Deterministic execution

SmartBuildSim provides deterministic behaviour across all workflows via the :mod:smartbuildsim.config module. The module exposes a DeterminismConfig model together with helpers for seeding NumPy, Python’s random module and component specific pseudo random number generators.

Sources of randomness

The table below summarises where randomness occurs and how it is controlled.

Area Source Seed resolution
Data generation Latent feature synthesis, sensor specific noise, anomaly injection create_rng("data.generator.zone", explicit=config.seed, offset=zone_index)
Benchmarking (regression/anomaly) Shuffled 5-fold splits resolve_seed("evaluation.<task>.kfold", explicit=seed, offset=index)
Reinforcement learning Q-learning sampling, evaluation rollouts, soft Q-learning temperature exploration create_rng("models.rl.q_learning.train", explicit=config.seed), create_rng("models.rl.q_learning.eval", explicit=config.seed, offset=1), create_rng("evaluation.rl.soft.train", explicit=config.seed)
Model training IsolationForest randomness resolve_seed("models.anomaly.isolation_forest", explicit=config.random_state)

All helpers ultimately derive from a single DeterminismConfig instance which can be populated from configuration files or instantiated manually. CLI commands accept an optional determinism section, for example:

scenario: office-small
determinism:
  seed: 2024
  components:
    models.rl.q_learning.train: 321

When supplied, the CLI will call configure_determinism with the parsed payload before any data is generated or models are trained. In Python code the same effect can be achieved programmatically:

from smartbuildsim.config import DeterminismConfig, configure_determinism

configure_determinism(DeterminismConfig(seed=7))

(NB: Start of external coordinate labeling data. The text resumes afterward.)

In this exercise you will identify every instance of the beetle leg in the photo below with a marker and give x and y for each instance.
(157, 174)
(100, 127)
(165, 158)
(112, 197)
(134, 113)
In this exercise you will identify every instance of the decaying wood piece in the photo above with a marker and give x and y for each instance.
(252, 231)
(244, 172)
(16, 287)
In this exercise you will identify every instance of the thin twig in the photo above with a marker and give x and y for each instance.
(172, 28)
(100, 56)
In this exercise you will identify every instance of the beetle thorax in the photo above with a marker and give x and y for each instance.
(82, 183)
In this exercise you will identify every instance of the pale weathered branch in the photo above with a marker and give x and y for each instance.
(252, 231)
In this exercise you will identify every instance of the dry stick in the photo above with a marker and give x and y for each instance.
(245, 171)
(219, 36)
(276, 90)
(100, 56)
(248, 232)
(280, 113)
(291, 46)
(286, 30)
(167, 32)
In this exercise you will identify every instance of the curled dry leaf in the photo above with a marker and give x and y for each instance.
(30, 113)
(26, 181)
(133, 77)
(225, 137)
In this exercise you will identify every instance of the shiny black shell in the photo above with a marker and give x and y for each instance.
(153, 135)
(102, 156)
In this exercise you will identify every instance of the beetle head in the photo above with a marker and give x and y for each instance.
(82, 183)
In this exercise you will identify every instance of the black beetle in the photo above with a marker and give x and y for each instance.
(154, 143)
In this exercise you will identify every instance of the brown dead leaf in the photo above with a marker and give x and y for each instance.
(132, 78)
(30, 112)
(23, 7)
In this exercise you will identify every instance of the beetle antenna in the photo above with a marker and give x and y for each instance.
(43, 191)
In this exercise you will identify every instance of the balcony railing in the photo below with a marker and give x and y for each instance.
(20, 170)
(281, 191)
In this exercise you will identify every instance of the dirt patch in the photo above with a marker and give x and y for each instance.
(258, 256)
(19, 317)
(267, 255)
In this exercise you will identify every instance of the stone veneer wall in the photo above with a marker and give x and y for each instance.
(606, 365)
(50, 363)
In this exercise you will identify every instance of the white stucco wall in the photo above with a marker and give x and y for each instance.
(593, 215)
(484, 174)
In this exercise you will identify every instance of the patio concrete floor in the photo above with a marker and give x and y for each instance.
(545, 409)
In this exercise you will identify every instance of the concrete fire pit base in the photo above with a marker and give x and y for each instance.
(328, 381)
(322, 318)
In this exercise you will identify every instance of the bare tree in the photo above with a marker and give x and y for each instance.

Specific generators can then be requested using create_rng or raw integer seeds can be obtained via resolve_seed.

Limitations

Reproducibility shortcut

The repository ships with a reproduce.sh script. It re-runs the default CLI data pipeline twice and checks that both outputs match byte-for-byte. This offers a quick regression test for determinism in continuous integration or local development environments.